Perturbations of Self-Accelerated Universe

TL;DR

This work analyzes perturbations around the self-accelerated DGP solution and argues that stability cannot be decided from linearized perturbations alone. It shows that empty-background perturbations can be ghost-free and that conformal sources remain stable, while non-conformal sources trigger ghost-like behavior only within a regime where nonlinear dynamics must be considered. Global Euclidean constraints further underscore the need for nonlinear 5D analysis to assess stability, as linear results can be misleading near sources where a Vainshtein halo forms. The truncated linear theory with sources illustrates delicate boundary conditions and pole structures that Solar System tests already constrain, highlighting that a full nonlinear treatment is essential for viability.

Abstract

We discuss small perturbations on the self-accelerated solution of the DGP model, and argue that claims of instability of the solution that are based on linearized calculations are unwarranted because of the following: (1) Small perturbations of an empty self-accelerated background can be quantized consistently without yielding ghosts. (2) Conformal sources, such as radiation, do not give rise to instabilities either. (3) A typical non-conformal source could introduce ghosts in the linearized approximation and become unstable, however, it also invalidates the approximation itself. Such a source creates a halo of variable curvature that locally dominates over the self-accelerated background and extends over a domain in which the linearization breaks down.

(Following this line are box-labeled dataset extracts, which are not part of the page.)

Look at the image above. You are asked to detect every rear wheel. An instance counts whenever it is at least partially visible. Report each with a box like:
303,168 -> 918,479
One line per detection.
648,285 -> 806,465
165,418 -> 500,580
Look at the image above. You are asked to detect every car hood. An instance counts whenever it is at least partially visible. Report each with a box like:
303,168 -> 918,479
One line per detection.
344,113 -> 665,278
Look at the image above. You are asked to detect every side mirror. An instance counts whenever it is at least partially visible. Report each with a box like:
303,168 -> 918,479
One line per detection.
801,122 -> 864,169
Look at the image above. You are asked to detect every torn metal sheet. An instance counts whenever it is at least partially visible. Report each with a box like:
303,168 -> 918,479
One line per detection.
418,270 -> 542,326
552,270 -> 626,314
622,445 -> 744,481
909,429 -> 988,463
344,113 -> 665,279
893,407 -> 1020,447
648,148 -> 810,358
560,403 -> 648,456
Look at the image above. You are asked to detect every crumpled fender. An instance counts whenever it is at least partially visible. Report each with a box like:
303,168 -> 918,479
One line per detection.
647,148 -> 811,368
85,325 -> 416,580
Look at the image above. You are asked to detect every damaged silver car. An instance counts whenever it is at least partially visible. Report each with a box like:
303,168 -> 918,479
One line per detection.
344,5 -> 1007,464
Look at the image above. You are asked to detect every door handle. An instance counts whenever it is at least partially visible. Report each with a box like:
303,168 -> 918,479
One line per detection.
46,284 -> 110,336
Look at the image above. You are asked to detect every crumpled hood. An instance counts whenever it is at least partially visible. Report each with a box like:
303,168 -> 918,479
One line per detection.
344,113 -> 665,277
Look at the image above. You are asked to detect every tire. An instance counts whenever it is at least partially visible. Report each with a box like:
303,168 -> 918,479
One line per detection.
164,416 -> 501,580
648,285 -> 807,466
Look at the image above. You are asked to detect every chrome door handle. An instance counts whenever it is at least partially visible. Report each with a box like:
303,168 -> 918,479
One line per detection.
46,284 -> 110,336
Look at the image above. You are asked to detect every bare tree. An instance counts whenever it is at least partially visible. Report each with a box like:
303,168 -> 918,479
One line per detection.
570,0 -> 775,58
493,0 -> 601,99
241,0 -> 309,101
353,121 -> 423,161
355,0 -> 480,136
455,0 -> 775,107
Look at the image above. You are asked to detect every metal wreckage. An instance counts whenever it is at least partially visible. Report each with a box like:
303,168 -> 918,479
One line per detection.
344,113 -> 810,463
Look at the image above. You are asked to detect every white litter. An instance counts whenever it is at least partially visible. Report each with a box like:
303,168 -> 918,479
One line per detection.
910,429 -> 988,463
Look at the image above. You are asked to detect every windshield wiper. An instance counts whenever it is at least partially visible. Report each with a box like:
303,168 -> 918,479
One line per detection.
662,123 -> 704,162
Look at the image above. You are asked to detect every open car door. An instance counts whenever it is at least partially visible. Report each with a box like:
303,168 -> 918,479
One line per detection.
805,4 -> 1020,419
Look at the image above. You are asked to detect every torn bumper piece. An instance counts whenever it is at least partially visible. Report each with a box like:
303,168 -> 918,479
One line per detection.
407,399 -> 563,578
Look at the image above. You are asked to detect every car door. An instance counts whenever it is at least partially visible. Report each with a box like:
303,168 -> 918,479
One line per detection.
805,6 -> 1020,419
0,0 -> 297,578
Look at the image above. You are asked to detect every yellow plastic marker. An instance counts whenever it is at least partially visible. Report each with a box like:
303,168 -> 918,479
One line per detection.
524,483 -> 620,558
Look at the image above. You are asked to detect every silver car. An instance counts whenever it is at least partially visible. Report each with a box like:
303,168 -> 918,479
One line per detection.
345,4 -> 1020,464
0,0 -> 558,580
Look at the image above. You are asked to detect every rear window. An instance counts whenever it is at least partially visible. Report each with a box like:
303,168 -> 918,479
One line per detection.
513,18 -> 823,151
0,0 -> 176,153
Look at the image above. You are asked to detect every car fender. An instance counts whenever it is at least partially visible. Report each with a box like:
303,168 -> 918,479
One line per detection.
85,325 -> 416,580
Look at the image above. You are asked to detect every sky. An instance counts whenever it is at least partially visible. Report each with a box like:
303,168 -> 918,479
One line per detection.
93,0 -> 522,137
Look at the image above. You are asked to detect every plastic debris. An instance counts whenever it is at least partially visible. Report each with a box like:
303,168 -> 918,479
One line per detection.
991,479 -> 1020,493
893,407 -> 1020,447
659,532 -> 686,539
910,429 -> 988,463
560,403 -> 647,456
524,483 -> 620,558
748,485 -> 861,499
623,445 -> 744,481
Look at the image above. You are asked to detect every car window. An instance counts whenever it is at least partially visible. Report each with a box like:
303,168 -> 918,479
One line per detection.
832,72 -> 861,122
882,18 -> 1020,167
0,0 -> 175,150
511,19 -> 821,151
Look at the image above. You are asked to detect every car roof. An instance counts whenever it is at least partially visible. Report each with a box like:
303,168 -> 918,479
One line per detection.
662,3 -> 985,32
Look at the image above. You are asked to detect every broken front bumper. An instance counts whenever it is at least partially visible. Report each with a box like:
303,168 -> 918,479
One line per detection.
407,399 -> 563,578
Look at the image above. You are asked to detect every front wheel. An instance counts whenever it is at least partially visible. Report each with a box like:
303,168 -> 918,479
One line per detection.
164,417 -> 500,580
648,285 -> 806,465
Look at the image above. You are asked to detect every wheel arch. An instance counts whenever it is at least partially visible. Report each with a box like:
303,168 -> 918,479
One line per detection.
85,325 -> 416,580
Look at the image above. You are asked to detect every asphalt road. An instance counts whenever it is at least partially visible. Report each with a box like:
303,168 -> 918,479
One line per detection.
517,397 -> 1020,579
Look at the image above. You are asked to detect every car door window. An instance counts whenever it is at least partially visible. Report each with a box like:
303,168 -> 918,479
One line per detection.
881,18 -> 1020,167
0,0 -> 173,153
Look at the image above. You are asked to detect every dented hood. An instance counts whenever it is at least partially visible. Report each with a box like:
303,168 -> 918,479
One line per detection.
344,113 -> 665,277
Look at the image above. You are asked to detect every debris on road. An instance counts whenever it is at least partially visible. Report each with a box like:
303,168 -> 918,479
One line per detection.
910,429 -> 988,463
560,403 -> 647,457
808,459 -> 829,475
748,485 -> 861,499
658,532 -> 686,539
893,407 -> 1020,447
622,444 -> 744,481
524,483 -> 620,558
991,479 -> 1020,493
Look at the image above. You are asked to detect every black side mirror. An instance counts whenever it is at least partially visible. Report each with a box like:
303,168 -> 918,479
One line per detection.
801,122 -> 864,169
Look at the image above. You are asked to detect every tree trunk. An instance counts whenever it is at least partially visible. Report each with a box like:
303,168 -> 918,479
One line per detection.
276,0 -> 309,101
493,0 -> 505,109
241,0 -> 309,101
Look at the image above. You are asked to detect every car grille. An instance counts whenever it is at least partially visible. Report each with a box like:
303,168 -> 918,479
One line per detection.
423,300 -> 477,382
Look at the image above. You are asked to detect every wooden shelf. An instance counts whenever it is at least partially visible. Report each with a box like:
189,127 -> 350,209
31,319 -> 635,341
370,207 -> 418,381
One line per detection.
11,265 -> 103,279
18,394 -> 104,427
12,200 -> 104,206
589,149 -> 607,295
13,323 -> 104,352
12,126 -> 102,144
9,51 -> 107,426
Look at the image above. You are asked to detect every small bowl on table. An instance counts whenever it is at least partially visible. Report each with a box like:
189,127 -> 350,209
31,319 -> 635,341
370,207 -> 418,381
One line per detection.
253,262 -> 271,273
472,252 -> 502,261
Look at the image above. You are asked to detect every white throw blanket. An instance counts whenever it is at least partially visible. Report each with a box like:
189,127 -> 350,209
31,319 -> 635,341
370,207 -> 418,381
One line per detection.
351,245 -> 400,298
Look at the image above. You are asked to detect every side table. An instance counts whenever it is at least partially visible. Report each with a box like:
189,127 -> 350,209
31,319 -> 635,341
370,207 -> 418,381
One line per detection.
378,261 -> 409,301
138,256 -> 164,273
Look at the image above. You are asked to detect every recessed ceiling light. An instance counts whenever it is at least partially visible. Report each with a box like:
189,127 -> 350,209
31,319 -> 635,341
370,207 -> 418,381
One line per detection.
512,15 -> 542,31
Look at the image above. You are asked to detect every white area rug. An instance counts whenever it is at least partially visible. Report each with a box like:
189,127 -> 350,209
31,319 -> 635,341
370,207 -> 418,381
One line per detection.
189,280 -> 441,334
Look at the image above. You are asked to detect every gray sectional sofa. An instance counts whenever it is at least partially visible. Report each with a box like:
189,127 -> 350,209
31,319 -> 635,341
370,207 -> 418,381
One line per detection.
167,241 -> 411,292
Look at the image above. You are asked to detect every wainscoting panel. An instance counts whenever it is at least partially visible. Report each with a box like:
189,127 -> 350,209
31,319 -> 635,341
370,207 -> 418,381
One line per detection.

Perturbations that are valid outside the halo may not continue inside, as it is suggested by some non-perturbative solutions. (4) In the Euclidean continuation of the theory, with arbitrary sources, we derive certain constraints imposed by the second order equations on first order perturbations, thus restricting the linearized solutions that could be continued into the full nonlinear theory. Naive linearized solutions fail to satisfy the above constraints. (5) Finally, we clarify in detail subtleties associated with the boundary conditions and analytic properties of the Green's functions.